Known as phosphors of the respective colors are (Y, Gd) BO3:Eu3+ and Y2O3:Eu3+ for red emission, (Ba, Sr, Mg)O.aAl2O3:Mn2+ and Zn2SiO4:Mn2+ for green emission, and BaMgAl10O17:Eu2+ for blue emission, for example.
Among these, for a blue phosphor called BAM that contains BaMgAl10O17 as its base material, Eu, i.e. its center of emission, must be activated divalent, in order to improve emission luminance. Thus, this phosphor is fabricated by firing in a reducing atmosphere (see “Phosphor Handbook”, Phosphor Research Society, Ohmsha, pp.170, for example.) This is because, if the phosphor is fired in an oxidizing atmosphere, Eu is activated trivalent and Eu cannot substitutes for the bivalent Ba position properly in its host crystal. For this reason, Eu cannot be an active emission center, and this deteriorates emission luminance. Further, Eu does not accomplish its original purpose, and generates red emission peculiar to Eu3+.
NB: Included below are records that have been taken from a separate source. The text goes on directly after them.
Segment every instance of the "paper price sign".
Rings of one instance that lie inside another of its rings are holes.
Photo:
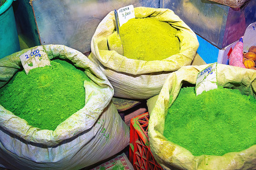
[[[214,63],[198,73],[196,94],[198,96],[203,91],[207,92],[217,88],[217,63]]]
[[[48,56],[42,46],[28,50],[21,54],[19,59],[27,74],[31,69],[51,65]]]
[[[121,26],[130,19],[135,18],[134,8],[133,5],[121,8],[117,10],[119,26]]]

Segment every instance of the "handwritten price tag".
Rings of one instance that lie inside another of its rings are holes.
[[[256,45],[256,22],[249,25],[246,28],[244,35],[243,41],[244,42],[243,50],[245,52],[248,52],[251,46]]]
[[[28,50],[21,54],[19,59],[27,74],[31,69],[51,65],[48,56],[42,46]]]
[[[217,63],[214,63],[198,73],[196,94],[198,96],[203,91],[217,88]]]
[[[117,10],[119,26],[121,26],[130,19],[135,18],[134,8],[133,5],[121,8]]]

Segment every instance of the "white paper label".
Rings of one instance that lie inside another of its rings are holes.
[[[26,73],[38,67],[50,66],[50,60],[42,46],[38,46],[28,50],[19,56]]]
[[[198,73],[196,94],[198,96],[203,91],[217,88],[217,63],[214,63]]]
[[[119,26],[121,26],[130,19],[135,18],[134,8],[133,5],[121,8],[117,10]]]

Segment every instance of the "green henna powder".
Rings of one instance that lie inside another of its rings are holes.
[[[124,56],[152,61],[162,60],[180,52],[177,30],[153,18],[133,18],[120,28]]]
[[[0,104],[29,125],[54,130],[85,103],[83,71],[64,60],[19,72],[0,91]]]
[[[196,96],[181,88],[169,108],[163,135],[194,156],[221,156],[256,144],[256,99],[219,87]]]

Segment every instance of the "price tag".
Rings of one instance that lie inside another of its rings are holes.
[[[244,38],[243,39],[244,51],[247,52],[251,46],[256,46],[256,22],[255,22],[248,26],[245,32]]]
[[[28,50],[21,54],[19,59],[27,74],[31,69],[51,65],[50,60],[42,46]]]
[[[121,26],[130,19],[135,18],[134,8],[133,5],[121,8],[117,10],[119,26]]]
[[[203,91],[216,89],[217,85],[217,63],[214,63],[199,72],[197,77],[197,96]]]

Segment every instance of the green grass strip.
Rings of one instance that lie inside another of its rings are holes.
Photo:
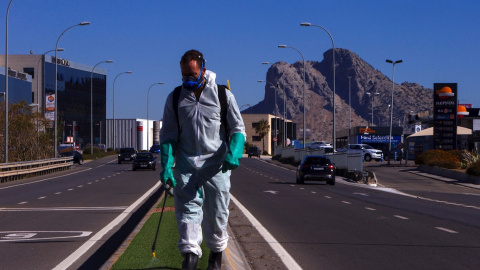
[[[163,199],[157,208],[162,209],[162,205]],[[173,197],[169,196],[165,208],[173,206]],[[165,210],[163,213],[155,249],[156,256],[152,256],[153,238],[159,219],[160,212],[150,216],[112,269],[181,269],[183,257],[177,245],[179,234],[174,211]],[[198,261],[198,268],[207,269],[210,250],[204,243],[201,248],[203,256]]]

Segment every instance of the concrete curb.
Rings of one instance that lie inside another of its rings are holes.
[[[436,166],[428,166],[428,165],[420,165],[418,166],[418,169],[422,172],[426,172],[426,173],[430,173],[430,174],[434,174],[442,177],[452,178],[462,183],[480,185],[480,177],[468,175],[463,172],[444,169]]]

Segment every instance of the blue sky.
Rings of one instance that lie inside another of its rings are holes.
[[[5,22],[9,0],[1,0]],[[107,73],[107,118],[146,118],[150,90],[150,119],[161,119],[165,98],[180,85],[179,59],[189,49],[202,51],[217,82],[230,81],[239,106],[264,97],[268,66],[264,61],[322,61],[331,48],[320,28],[332,34],[335,47],[349,49],[391,78],[385,59],[402,59],[395,82],[416,82],[433,88],[436,82],[458,83],[461,103],[480,107],[480,2],[422,1],[161,1],[161,0],[13,0],[9,14],[9,54],[35,54],[54,49],[73,62],[102,64]],[[5,24],[0,26],[0,53],[5,53]],[[0,63],[3,65],[3,63]],[[337,77],[339,80],[347,78]],[[348,91],[348,89],[338,89]],[[390,89],[385,89],[390,91]]]

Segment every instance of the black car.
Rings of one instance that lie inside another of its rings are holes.
[[[60,154],[61,157],[73,157],[73,163],[83,164],[83,156],[78,151],[68,151]]]
[[[335,164],[326,156],[306,156],[297,169],[297,184],[307,180],[327,181],[335,185]]]
[[[155,171],[157,166],[156,159],[157,158],[154,157],[150,152],[139,152],[133,159],[132,170],[136,171],[137,169],[152,169]]]
[[[262,150],[260,150],[260,148],[256,147],[256,146],[250,146],[248,148],[248,158],[251,158],[252,156],[256,156],[258,158],[260,158],[260,155],[262,153]]]
[[[150,153],[159,154],[160,153],[160,144],[154,144],[150,147]]]
[[[124,148],[120,148],[120,151],[118,152],[118,164],[122,163],[122,161],[125,161],[125,160],[133,160],[133,158],[135,158],[135,154],[137,153],[137,151],[135,150],[135,148],[131,148],[131,147],[124,147]]]

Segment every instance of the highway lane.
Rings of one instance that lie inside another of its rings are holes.
[[[131,170],[116,157],[74,165],[71,170],[0,185],[0,253],[3,269],[53,269],[158,183],[158,171]],[[156,193],[154,193],[156,194]],[[88,261],[125,221],[91,248],[71,269]],[[126,226],[124,226],[126,227]],[[69,259],[71,260],[71,259]],[[87,262],[86,264],[84,264]],[[82,266],[82,264],[84,264]],[[68,265],[64,264],[64,265]]]
[[[424,189],[417,198],[341,177],[335,186],[297,185],[293,171],[257,159],[242,159],[232,176],[235,198],[304,269],[476,269],[477,204],[453,192],[444,197],[451,201],[428,198]]]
For a red phosphor, europium-activated yttrium oxysulfide (Y2O2S:Eu3+), because Eu must be activated trivalent, the phosphor is fabricated by firing in an oxidizing atmosphere. Meanwhile, for a phosphor in which its host crystal is made of an oxide, it is considered that oxygen atoms are deprived from the host crystal in firing and thus oxygen vacancy is generated in the phosphor. Disclosed as a method of recovering such oxygen vacancy is firing the materials in an inert gas containing oxygen to activate Eu trivalent and provide Y2O2S:Eu3+ (see Japanese Patent Unexamined Publication No.2000-290649).
However, in comparison with an oxide phosphor fabricated by firing in an oxidizing atmosphere, for an oxide phosphor fabricated by firing in a reducing atmosphere, the reducing atmosphere tends to deprive oxygen from the host crystal and oxygen vacancy in the host crystal increases. Further, when an oxide phosphor that must be fired in a reducing atmosphere is fired in an oxidizing atmosphere, keeping the number of valences inherent in the activator is difficult.
In other words, when a phosphor having much oxygen vacancy in its host crystal is subjected to high-energy ultraviolet light (having a wavelength of 147 nm) irradiated by a plasma display device and ion impact caused by discharge, the phosphor is likely to degrade with time. This is because, in the sites having oxygen vacancy, the bond between atoms is weak, and application of high-energy ultraviolet light and ion impact to the sites tends to disturb the crystal structure and make the sites amorphous. The amorphous sites mean deterioration of the host crystal. In a plasma display device, such deterioration leads to luminance degradation with time, color shift caused by chromaticity change, and image burn.
When an oxide phosphor that must be fired in a reducing atmosphere is fired in an oxygen atmosphere for the purpose of recovery of oxygen vacancy, for a BAM phosphor, for example, Eu is activated to Eu3+ and this causes considerable luminance degradation.
The present invention addresses these problems, and aims to provide a method of fabricating a phosphor, and a plasma display panel using the phosphor. With the fabricating method, even for a phosphor in which its emission center, Eu or Mn, must be activated bivalent, and its host crystal is made of an oxide, its oxygen vacancy can be recovered without deterioration of emission luminance.